Most anal cancers seem to be linked to infection with the human papillomavirus HPV. While HPV infection seems to be important in the development of anal cancer, the vast majority of people with HPV infections do not get anal cancer. A great deal of research is now being done to learn how HPV might cause anal cancer. There is good evidence that HPV causes many anal squamous cell carcinomas. But the role of this virus in causing anal adenocarcinomas is less certain. More than subtypes of HPV have been found.

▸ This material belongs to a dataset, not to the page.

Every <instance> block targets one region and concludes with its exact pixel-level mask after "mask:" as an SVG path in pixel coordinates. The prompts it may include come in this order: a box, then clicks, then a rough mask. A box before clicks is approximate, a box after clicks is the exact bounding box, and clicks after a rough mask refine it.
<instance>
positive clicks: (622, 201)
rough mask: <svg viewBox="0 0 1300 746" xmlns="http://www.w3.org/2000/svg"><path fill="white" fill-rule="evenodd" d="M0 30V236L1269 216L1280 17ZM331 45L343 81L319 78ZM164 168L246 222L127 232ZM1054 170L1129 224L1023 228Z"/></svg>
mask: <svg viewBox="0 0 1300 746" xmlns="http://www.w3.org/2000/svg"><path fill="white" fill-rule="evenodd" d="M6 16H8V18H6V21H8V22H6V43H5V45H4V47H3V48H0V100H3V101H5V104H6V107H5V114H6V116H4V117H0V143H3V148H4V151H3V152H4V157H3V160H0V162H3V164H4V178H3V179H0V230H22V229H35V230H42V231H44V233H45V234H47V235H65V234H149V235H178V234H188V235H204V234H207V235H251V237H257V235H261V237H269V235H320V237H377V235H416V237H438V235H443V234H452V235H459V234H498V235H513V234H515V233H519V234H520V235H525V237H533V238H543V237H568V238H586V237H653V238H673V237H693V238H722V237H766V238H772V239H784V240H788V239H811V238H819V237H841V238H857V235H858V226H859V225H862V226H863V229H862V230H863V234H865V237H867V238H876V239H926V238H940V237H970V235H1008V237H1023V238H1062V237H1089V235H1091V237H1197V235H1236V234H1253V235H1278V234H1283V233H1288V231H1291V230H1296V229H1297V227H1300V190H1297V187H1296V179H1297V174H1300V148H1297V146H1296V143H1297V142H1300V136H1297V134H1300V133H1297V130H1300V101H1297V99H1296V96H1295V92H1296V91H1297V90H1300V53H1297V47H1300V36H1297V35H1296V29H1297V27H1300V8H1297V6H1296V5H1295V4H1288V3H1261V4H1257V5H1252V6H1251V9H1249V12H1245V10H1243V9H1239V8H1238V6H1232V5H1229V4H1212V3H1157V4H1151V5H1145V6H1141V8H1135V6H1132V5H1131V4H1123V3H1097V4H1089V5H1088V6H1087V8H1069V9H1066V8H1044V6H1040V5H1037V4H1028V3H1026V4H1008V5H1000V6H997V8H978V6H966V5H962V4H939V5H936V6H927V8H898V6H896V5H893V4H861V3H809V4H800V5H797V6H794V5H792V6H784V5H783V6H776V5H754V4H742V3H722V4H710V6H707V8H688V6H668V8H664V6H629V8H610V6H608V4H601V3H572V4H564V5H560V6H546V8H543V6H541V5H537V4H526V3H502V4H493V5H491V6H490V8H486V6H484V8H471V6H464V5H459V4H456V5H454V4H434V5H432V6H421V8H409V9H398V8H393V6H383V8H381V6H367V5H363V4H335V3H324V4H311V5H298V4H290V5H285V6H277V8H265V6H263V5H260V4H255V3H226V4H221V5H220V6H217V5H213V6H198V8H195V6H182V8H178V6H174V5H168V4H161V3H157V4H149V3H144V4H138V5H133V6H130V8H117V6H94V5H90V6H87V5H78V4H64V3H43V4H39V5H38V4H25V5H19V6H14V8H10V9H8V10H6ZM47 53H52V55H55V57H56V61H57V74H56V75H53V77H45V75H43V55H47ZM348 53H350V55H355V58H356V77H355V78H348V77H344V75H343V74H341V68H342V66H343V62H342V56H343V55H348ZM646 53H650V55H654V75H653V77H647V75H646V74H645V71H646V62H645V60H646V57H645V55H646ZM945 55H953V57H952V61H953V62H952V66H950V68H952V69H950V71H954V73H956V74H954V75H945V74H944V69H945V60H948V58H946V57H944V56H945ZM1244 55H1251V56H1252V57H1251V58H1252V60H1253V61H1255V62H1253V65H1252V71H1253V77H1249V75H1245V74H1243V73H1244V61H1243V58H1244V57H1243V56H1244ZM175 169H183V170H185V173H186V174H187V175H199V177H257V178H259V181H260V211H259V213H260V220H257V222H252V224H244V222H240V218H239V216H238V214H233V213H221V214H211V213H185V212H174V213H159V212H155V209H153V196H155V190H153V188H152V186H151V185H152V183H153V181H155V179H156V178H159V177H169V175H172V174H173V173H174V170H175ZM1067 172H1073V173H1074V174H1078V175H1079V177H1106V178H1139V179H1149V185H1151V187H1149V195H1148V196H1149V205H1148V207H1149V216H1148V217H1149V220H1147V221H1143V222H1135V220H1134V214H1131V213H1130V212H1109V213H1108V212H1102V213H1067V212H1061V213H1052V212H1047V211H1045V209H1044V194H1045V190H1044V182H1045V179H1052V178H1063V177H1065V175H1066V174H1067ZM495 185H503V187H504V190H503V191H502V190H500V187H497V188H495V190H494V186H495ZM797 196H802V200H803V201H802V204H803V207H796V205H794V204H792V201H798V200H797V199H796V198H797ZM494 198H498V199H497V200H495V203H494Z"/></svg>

Muscles anal sphincters that surround the anal canal relax to allow waste to leave your body. Anal cancer is an uncommon type of cancer that occurs in the anal canal. The anal canal is a short tube at the end of your rectum through which stool leaves your body. Most people with anal cancer are treated with a combination of chemotherapy and radiation.
Having these risk factors does not mean that you will definitely develop cancer. Men and women with HPV have an increased risk of developing anal cancer. For most people the virus causes no harm and goes away without treatment. There are many different types of HPV, most are harmless, some cause genital warts, and others can cause cancer. People who have anal intercourse or who have a greater number of sexual partners may also have an increased risk of anal cancer.
Anal cancer is a type of cancer that forms in tissues of the anus. The anus is the opening of the rectum to the outside of the body and at the end of the GI tract. Sometimes anal cancer causes no symptoms at all. But bleeding is often the first sign of the disease.